Described by the head of product at Hugging Face as “the most impressive AI tool I’ve ever tried,” Manus has quickly become a topic of intense discussion and speculation. Dean Ball, an AI policy researcher, echoed this sentiment by labeling it as the “most sophisticated computer using AI.” This buzz helped its Discord server skyrocket to over 138,000 members shortly after launch, with invite codes being hawked on the Chinese reseller app Xianyu for thousands of dollars.
However, beneath the shimmering surface of hype, the true capabilities of Manus remain somewhat ambiguous. Not entirely built from the ground up, Manus leverages a mix of existing and finely-tuned AI models such as Anthropic’s Claude and Alibaba’s Qwen. These are employed for tasks ranging from drafting research reports to analyzing financial filings, suggesting a foundation built on the familiar rather than the revolutionary.
The Butterfly Effect, the Chinese company behind Manus, boasts lofty claims on its website, stating that Manus can handle tasks as diverse as buying real estate and programming video games. Yet, these assertions stand on shaky ground when weighed against practical experiences shared by early users.
Real-World Performance: Expectation vs. Reality
Yichao “Peak” Ji, a research lead for Manus, touted the platform’s superiority over other agentic tools in a viral video, claiming it outperforms competitors in the GAIA benchmark, which measures an AI’s ability to perform tasks involving web browsing and software use. Ji presents Manus as a paradigm shift in human-machine collaboration, envisioning it as a bridge between conception and execution.
Despite these bold claims, feedback from users like Alexander Doria, co-founder of AI startup Pleias, paints a less rosy picture. Doria’s encounters with error messages and endless loops while testing Manus highlight a gap between the hype and the actual utility of the platform. Moreover, other users have noted that Manus often falters on factual questions and fails to consistently cite its sources, overlooking information that is readily available online.
Frustration in Simplicity
Even basic tasks seem to challenge Manus. An attempt to order a fried chicken sandwich from a highly-rated fast food outlet resulted in a system crash and, upon a second try, ended without a way to complete the order. Similar shortcomings emerged when Manus was tasked with booking a flight from NYC to Japan or reserving a restaurant table—jobs it could not fulfill satisfactorily.

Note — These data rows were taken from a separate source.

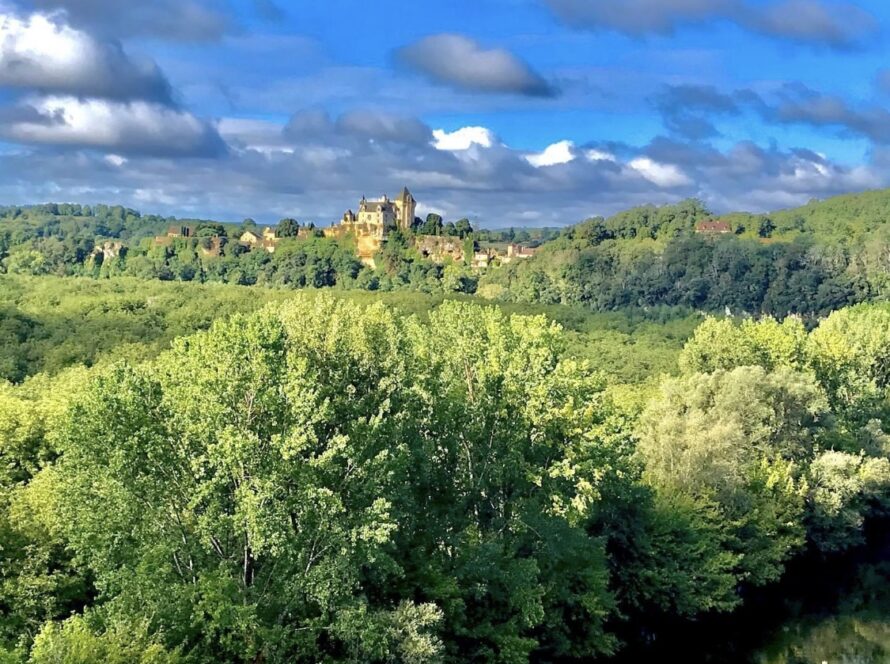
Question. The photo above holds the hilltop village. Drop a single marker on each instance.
(370, 227)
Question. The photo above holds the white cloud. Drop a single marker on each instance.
(599, 155)
(558, 153)
(137, 126)
(463, 138)
(463, 63)
(663, 175)
(42, 52)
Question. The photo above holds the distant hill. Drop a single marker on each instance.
(807, 260)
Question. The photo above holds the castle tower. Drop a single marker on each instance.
(406, 207)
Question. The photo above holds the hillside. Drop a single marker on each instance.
(808, 260)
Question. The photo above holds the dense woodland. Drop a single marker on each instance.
(808, 261)
(205, 472)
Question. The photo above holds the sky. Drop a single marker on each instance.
(508, 112)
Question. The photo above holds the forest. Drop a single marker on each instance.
(807, 261)
(575, 457)
(204, 473)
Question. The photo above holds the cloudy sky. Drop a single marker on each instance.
(511, 112)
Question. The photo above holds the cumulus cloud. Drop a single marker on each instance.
(464, 138)
(798, 104)
(830, 23)
(363, 125)
(134, 127)
(497, 187)
(465, 64)
(663, 175)
(379, 126)
(41, 52)
(689, 110)
(186, 20)
(684, 107)
(558, 153)
(837, 25)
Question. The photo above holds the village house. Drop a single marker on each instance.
(516, 252)
(713, 227)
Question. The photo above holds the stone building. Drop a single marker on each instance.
(376, 218)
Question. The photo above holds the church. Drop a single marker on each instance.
(378, 217)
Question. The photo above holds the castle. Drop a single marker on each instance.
(374, 221)
(376, 218)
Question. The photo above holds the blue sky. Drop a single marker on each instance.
(511, 112)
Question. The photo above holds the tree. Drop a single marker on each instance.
(432, 225)
(463, 228)
(288, 228)
(246, 492)
(210, 230)
(736, 438)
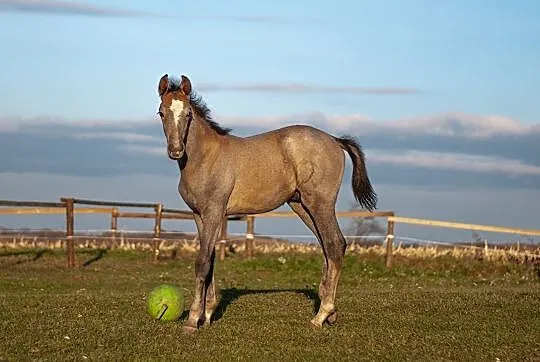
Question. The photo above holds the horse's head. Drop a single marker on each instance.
(175, 112)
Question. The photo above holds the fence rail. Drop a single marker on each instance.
(68, 207)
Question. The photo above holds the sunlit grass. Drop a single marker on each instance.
(438, 308)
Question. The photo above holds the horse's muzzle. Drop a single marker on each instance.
(175, 153)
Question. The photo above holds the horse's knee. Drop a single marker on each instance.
(202, 264)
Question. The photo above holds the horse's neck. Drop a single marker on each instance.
(202, 141)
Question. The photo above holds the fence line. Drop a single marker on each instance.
(457, 225)
(67, 206)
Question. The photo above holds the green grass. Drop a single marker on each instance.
(424, 309)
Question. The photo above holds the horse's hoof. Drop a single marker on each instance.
(332, 318)
(189, 329)
(315, 325)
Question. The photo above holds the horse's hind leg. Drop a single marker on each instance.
(304, 215)
(334, 246)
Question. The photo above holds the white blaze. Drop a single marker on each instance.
(176, 108)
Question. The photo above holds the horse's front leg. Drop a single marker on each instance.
(204, 270)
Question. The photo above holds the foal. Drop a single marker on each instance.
(222, 174)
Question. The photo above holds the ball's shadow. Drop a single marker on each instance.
(229, 295)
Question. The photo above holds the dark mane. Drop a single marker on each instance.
(200, 107)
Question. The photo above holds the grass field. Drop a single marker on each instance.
(424, 309)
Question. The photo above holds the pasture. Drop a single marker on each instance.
(438, 308)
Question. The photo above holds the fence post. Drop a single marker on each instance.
(70, 226)
(250, 235)
(389, 244)
(114, 226)
(223, 239)
(157, 231)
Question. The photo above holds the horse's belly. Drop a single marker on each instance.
(259, 197)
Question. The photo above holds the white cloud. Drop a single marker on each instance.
(120, 136)
(149, 150)
(64, 7)
(453, 161)
(21, 124)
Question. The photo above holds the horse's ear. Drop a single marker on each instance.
(185, 86)
(163, 85)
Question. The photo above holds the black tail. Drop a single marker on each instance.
(362, 189)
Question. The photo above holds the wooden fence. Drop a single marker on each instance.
(67, 206)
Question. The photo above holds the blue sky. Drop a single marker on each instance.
(443, 95)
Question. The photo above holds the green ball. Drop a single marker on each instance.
(165, 303)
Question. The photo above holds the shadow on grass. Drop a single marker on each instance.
(34, 255)
(100, 254)
(229, 295)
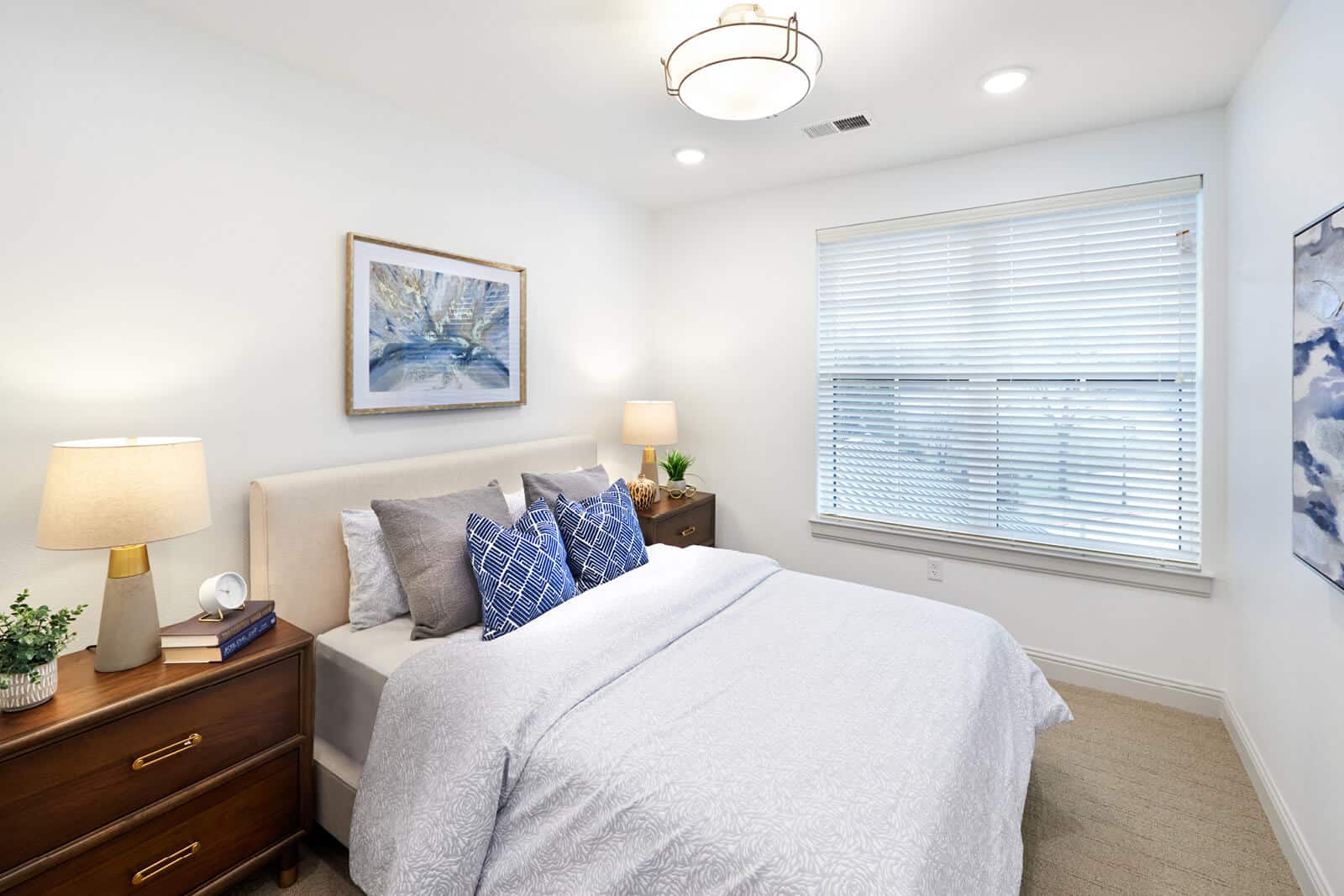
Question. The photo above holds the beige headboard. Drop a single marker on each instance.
(297, 553)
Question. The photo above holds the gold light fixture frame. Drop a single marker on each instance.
(790, 53)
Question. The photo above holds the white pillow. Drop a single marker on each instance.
(517, 504)
(375, 593)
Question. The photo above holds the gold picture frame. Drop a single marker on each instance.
(441, 352)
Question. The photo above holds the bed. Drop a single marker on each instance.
(706, 723)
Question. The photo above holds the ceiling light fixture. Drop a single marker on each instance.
(749, 66)
(1005, 81)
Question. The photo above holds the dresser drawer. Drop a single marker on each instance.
(685, 530)
(77, 785)
(187, 846)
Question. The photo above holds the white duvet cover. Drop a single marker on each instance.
(709, 725)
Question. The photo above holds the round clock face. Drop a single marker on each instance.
(223, 593)
(232, 591)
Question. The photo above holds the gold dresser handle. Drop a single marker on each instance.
(154, 869)
(163, 752)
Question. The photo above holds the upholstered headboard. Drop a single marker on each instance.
(297, 553)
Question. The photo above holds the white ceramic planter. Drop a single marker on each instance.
(24, 694)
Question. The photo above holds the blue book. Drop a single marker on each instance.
(226, 649)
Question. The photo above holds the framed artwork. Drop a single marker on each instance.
(1319, 396)
(429, 331)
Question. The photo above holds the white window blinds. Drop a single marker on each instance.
(1021, 372)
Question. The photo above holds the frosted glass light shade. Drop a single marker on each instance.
(746, 67)
(649, 423)
(105, 493)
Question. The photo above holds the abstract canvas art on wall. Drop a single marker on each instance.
(429, 331)
(1319, 396)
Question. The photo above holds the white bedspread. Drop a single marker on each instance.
(709, 725)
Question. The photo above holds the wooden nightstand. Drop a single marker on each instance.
(679, 521)
(165, 778)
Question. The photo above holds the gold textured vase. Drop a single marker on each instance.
(644, 492)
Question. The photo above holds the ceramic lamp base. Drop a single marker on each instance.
(128, 631)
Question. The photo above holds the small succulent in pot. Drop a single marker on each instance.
(675, 465)
(31, 638)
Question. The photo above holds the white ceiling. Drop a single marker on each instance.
(575, 85)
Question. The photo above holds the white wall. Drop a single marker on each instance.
(1285, 147)
(737, 277)
(172, 219)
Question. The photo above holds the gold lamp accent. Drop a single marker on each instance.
(649, 423)
(120, 493)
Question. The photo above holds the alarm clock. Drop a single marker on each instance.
(221, 594)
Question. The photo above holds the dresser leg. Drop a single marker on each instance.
(289, 866)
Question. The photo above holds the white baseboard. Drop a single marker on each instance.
(1310, 875)
(1129, 683)
(1206, 701)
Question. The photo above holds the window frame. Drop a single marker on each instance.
(1182, 577)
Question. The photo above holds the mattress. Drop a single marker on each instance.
(353, 667)
(707, 723)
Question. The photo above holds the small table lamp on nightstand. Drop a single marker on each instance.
(118, 495)
(649, 423)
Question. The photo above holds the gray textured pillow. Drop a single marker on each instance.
(428, 542)
(375, 593)
(575, 485)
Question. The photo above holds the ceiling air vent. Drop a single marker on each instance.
(837, 125)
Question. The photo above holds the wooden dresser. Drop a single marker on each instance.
(161, 779)
(679, 521)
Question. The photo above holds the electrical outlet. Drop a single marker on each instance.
(936, 569)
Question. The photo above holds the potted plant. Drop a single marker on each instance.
(675, 465)
(31, 638)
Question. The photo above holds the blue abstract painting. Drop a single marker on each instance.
(430, 331)
(1319, 396)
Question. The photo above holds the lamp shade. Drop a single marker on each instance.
(649, 423)
(105, 493)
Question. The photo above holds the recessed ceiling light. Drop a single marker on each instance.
(1005, 80)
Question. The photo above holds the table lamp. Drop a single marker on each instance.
(649, 423)
(121, 493)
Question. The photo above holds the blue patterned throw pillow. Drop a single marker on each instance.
(521, 570)
(601, 535)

The Hype Machine: Why the Fuss?
So, what fuels the hype around Manus if the performance is currently underwhelming? A combination of media exuberance, scarcity of invites enhancing its allure, and misinformation circulating on social platforms contribute significantly. Chinese media outlets, such as QQ News, have branded Manus as a domestic pride, while some AI influencers misrepresent its capabilities, further muddying public perception.
A statement from Manus’s spokesperson to TechCrunch suggests that the current focus is on enhancing the system and ironing out kinks during this closed beta phase. It’s clear that while Manus may represent a future potential in AI development, it remains a work in progress, with its real-world efficacy yet to match the enthusiastic claims made by its creators and marketers.
As Manus continues to be tested and developed, it serves as a reminder that in the world of technology, especially AI, the journey from hype to practical utility can be fraught with challenges and setbacks. For now, Manus remains a testament to the intrigue and excitement that new technologies can foster, even if it has yet to prove itself as the next major milestone in AI development.